Open Question: Is Code-Switching a Feature or a Bug?

The fundamental question remains: should we design models to avoid code-switching, or should we embrace it as a natural property of multilingual intelligence? The answer likely depends on the application. For high-stakes, consistent outputs (legal documents, medical advice), code-switching is a bug. For creative, human-like interaction, it is a feature. The challenge is that current models cannot easily distinguish between these contexts.

AINews Verdict & Predictions

Our editorial team has reached a clear conclusion: code-switching is not a temporary flaw to be eliminated, but a fundamental property of how large language models handle multilingual data. The industry is currently in a 'denial' phase, trying to patch the problem with prompt engineering and fine-tuning. This will not work in the long term.

Prediction 1: Native Multilingual Models Will Emerge

Within 18 months, we predict the release of the first 'native multilingual' large language model, trained from scratch on a balanced multilingual corpus with a tokenizer designed for 200+ languages. This model will have a code-switching rate below 10% without sacrificing accuracy. The company that releases it first—likely Google DeepMind or a well-funded startup—will gain a significant competitive advantage in global markets.

Prediction 2: New Evaluation Benchmarks Will Replace BLEU

By 2026, a new set of evaluation benchmarks will emerge that explicitly measure code-switching quality, distinguishing between appropriate and inappropriate switches. This will force model developers to optimize for context-aware language consistency, not just monolingual purity.

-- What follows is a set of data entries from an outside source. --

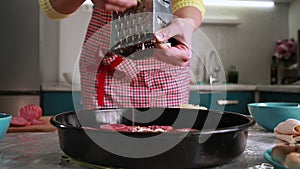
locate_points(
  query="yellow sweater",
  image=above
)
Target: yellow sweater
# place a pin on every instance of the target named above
(176, 4)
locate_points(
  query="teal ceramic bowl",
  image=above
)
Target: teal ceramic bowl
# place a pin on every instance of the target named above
(270, 114)
(4, 123)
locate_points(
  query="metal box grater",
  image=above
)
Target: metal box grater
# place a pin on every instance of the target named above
(133, 29)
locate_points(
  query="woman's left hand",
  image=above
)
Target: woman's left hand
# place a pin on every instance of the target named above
(179, 55)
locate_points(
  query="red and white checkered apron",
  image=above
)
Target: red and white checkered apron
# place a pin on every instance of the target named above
(115, 82)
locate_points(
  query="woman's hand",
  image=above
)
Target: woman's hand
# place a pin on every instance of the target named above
(179, 55)
(114, 5)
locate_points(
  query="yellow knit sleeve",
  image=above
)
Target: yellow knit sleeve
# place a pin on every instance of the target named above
(49, 11)
(177, 4)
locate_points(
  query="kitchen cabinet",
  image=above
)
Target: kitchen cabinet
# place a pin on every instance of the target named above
(233, 101)
(59, 101)
(279, 97)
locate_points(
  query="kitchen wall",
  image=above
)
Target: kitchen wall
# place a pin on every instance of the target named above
(294, 21)
(248, 45)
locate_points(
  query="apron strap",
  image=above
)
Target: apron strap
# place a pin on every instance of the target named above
(101, 78)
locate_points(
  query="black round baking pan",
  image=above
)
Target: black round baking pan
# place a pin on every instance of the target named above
(225, 137)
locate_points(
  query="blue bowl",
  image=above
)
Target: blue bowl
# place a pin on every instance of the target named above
(270, 114)
(4, 123)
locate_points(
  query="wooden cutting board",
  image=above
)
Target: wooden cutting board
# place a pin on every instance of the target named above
(48, 127)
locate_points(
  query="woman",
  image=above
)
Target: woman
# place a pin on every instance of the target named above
(110, 81)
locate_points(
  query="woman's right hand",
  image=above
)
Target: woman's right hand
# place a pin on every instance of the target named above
(114, 5)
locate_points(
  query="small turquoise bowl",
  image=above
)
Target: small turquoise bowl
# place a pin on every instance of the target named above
(270, 114)
(4, 123)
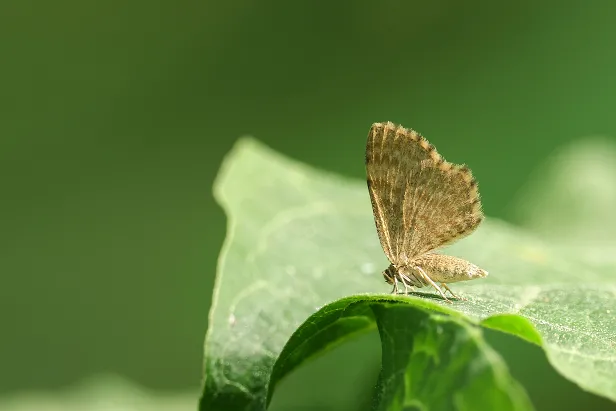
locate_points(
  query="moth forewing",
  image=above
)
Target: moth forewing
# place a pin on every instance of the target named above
(443, 268)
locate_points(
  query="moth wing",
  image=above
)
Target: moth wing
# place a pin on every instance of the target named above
(420, 201)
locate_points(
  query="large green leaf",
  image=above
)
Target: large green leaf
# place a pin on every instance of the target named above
(300, 239)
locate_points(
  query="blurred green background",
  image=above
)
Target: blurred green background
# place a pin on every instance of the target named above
(115, 117)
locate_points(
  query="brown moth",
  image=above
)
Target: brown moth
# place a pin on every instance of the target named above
(420, 203)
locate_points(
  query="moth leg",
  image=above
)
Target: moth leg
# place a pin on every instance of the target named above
(404, 278)
(432, 283)
(451, 292)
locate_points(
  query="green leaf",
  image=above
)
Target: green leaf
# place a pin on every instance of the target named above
(430, 361)
(299, 239)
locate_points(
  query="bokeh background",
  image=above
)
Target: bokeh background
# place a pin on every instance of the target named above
(115, 116)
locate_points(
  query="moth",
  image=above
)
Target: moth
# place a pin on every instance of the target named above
(420, 203)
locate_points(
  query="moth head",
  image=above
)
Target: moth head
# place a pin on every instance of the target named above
(390, 274)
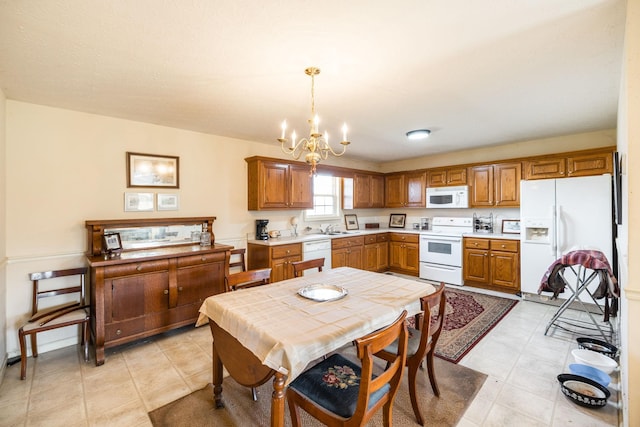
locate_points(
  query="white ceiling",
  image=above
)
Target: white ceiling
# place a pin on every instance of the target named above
(476, 73)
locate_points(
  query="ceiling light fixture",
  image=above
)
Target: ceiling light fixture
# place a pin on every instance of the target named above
(418, 134)
(315, 147)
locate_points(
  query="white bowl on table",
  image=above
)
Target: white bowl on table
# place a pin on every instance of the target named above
(597, 360)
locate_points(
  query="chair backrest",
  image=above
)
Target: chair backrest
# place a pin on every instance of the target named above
(300, 266)
(64, 287)
(247, 279)
(370, 346)
(238, 253)
(432, 326)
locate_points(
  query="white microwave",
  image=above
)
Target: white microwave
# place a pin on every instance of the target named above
(448, 197)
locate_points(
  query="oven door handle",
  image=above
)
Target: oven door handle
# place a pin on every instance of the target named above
(442, 267)
(441, 239)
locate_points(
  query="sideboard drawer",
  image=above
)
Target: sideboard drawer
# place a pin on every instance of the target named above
(136, 268)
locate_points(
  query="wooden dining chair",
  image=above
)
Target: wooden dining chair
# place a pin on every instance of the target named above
(247, 279)
(239, 254)
(422, 344)
(300, 266)
(45, 317)
(339, 392)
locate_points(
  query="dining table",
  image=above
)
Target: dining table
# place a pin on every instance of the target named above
(277, 330)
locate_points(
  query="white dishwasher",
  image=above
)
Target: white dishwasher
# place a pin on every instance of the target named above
(317, 249)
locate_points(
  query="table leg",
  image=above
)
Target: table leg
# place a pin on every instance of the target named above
(277, 401)
(217, 378)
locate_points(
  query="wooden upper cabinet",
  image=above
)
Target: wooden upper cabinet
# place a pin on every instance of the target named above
(405, 190)
(447, 177)
(278, 185)
(495, 185)
(482, 187)
(593, 162)
(507, 178)
(590, 164)
(545, 168)
(368, 191)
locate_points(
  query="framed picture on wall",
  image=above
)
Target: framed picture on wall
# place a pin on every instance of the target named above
(111, 242)
(152, 170)
(168, 202)
(138, 202)
(351, 221)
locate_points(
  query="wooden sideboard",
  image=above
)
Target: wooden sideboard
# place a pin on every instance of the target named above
(145, 292)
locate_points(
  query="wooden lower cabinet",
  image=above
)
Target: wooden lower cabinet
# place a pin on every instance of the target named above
(376, 252)
(492, 263)
(278, 258)
(404, 253)
(347, 252)
(144, 293)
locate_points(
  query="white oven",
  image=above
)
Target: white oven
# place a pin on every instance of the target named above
(441, 250)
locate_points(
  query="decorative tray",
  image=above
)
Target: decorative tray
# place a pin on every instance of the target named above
(320, 292)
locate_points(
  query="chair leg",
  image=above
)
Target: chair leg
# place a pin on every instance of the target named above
(413, 374)
(85, 340)
(293, 412)
(34, 345)
(23, 354)
(432, 374)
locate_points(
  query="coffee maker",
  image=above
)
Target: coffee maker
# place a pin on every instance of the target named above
(261, 229)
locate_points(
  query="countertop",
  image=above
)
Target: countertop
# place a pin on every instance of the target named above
(318, 236)
(302, 237)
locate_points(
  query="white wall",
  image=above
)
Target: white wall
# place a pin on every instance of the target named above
(3, 227)
(557, 144)
(629, 231)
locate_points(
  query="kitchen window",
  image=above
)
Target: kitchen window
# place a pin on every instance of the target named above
(326, 196)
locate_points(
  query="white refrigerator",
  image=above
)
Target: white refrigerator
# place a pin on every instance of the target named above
(561, 215)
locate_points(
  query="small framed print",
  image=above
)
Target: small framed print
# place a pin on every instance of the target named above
(351, 221)
(111, 242)
(152, 170)
(138, 202)
(168, 202)
(510, 226)
(397, 220)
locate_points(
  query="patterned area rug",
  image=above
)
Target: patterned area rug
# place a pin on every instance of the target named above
(469, 316)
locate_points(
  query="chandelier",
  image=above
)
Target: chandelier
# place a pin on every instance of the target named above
(316, 146)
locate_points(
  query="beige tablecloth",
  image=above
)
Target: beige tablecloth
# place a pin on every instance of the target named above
(286, 331)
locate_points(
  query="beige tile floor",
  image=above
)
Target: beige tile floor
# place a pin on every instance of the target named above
(62, 390)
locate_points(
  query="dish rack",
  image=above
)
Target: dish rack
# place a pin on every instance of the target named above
(591, 327)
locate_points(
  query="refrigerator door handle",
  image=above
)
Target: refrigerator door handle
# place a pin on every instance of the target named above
(560, 231)
(554, 243)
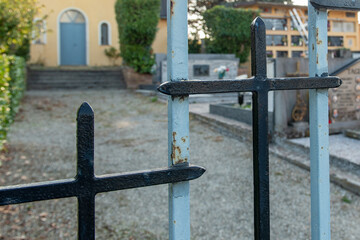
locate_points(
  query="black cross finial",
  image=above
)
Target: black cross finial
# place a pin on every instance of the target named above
(258, 47)
(259, 85)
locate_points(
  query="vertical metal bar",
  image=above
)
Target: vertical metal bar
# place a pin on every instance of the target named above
(260, 133)
(319, 127)
(85, 173)
(178, 115)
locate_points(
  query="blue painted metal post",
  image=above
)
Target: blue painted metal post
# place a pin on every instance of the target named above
(178, 115)
(319, 127)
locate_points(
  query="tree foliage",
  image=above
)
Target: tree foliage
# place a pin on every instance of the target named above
(228, 30)
(137, 24)
(16, 26)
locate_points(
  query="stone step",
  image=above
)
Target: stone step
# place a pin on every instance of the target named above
(75, 79)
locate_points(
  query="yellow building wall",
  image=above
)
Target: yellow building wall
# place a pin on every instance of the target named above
(95, 12)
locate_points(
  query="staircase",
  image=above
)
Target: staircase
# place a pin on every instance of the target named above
(75, 78)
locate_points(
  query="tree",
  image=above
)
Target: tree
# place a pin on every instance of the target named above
(16, 26)
(137, 25)
(228, 30)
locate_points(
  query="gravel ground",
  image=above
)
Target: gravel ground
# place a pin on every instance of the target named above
(131, 134)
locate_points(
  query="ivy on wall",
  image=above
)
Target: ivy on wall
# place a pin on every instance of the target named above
(228, 30)
(16, 26)
(137, 25)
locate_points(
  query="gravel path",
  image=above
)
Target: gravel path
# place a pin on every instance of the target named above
(131, 134)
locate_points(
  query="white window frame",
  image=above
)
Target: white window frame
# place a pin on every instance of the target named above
(109, 32)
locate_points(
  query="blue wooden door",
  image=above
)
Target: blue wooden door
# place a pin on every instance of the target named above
(72, 44)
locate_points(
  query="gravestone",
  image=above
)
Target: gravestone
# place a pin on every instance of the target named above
(204, 66)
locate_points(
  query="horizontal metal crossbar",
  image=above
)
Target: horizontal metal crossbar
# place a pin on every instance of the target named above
(105, 183)
(180, 88)
(337, 4)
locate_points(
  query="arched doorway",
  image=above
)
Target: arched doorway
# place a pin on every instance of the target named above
(72, 38)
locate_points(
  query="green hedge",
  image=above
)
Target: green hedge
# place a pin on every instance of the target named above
(137, 24)
(229, 30)
(12, 86)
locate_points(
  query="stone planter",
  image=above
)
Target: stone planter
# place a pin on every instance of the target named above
(133, 79)
(239, 114)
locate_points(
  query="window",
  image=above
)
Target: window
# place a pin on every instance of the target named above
(276, 40)
(104, 33)
(336, 41)
(343, 26)
(275, 23)
(39, 32)
(269, 54)
(297, 53)
(281, 54)
(297, 41)
(280, 11)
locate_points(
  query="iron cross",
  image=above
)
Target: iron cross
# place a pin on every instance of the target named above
(259, 85)
(86, 185)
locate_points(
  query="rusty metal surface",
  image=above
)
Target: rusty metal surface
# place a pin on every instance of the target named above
(260, 85)
(86, 185)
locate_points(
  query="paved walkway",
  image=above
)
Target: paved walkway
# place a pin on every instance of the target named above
(131, 134)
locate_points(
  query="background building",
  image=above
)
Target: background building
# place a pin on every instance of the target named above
(78, 32)
(287, 32)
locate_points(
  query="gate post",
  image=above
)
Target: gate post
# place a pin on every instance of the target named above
(319, 126)
(178, 115)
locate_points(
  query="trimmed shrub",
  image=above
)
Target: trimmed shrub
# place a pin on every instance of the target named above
(12, 86)
(137, 25)
(16, 26)
(228, 30)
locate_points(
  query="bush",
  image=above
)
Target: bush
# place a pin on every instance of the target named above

Prediction 3: Code-Switching Will Become a Product Feature

We predict that by 2027, major creative AI platforms will offer 'code-switching sliders' that let users control the degree of language mixing in outputs. This will be marketed as a feature for authenticity, not a bug to be hidden.

Prediction 4: Regulatory Pressure Will Increase

As code-switching becomes more common, regulators in non-English-speaking countries will begin to scrutinize AI products for language consistency, particularly in consumer-facing applications like healthcare and finance. We expect the EU's AI Act to include language consistency requirements by 2026.

The bottom line: the era of monolingual AI is ending. The future of AI communication is multilingual, messy, and human-like—and code-switching is the first sign of that transformation.